Since then, hundreds of businesses from all industries have petitioned the Federal Aviation Administration (FAA) for the right to commercially utilize drones -- chief among them construction firms.
This culminated last April, when the global engineering and construction behemoth Bechtel Construction began deploying drones on many of its American jobsites. Working with San Francisco-based startup Skycatch, Bechtel strove to increase worker safety and expedite the management of real-time data.
Many other firms have similarly begun utilizing drones in their day-to-day operations, recognizing the strong need for innovation. The construction industry has traditionally relied on walk-bys or helicopters for site planning and coordination, which has proved inefficient, expensive, and even dangerous. Indeed, from 2005-2009, 17 planes were downed while conducting aerial surveys -- resulting in 19 deaths.
With drones however, high-quality data can be collected at a fraction of the cost and potentially without any loss of life allowing construction managers to remotely monitor progress from the office. Fly-bys can be done relatively cheaply on a regular basis, generating a wealth of information that can be used to identify issues early on or archived for progress tracking. Due to greater maneuverability, drones can be operated in spaces previously considered too difficult or dangerous. And, as jobsites are generally uncrowded and drones are light and unmanned, technical failure could mean very little property damage or human harm.

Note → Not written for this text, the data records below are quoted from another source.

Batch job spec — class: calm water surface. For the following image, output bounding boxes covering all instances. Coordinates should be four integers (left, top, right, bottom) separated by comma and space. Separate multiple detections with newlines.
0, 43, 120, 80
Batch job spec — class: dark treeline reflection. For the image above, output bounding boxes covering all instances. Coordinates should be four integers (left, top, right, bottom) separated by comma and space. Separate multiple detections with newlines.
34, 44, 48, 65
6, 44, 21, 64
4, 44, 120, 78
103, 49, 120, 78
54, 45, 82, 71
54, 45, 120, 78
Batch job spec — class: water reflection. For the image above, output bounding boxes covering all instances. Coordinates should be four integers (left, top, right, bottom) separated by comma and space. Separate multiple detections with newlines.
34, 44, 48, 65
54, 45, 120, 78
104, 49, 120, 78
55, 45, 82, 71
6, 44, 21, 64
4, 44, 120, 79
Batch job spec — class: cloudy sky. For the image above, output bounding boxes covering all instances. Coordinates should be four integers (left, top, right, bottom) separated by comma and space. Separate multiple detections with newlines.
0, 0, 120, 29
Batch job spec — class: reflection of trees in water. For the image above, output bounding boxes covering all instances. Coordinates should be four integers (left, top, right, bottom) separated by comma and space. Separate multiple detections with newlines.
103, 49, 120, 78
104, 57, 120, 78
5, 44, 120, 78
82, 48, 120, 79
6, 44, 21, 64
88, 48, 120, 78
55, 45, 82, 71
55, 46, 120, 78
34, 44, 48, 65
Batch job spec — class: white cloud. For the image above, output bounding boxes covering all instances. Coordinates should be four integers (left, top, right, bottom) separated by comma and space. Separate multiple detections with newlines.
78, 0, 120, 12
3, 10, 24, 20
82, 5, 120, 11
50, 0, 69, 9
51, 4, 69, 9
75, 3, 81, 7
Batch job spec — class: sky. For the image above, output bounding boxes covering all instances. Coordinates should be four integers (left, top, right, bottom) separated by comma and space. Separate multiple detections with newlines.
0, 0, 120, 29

Currently, drones can be equipped with a wide variety of equipment including high-resolution cameras, thermal sensors, and multi-arrays. These tools can be used to generate everything from visualizations of energy loss to identification of structural weaknesses from corrosion. As developers like DJI and 3D Robotics continue to add functionality and maneuverability to their models, construction will only lean more and more on drones. Perhaps one day, we’ll be hard-pressed to remember a past when we operated without them at all.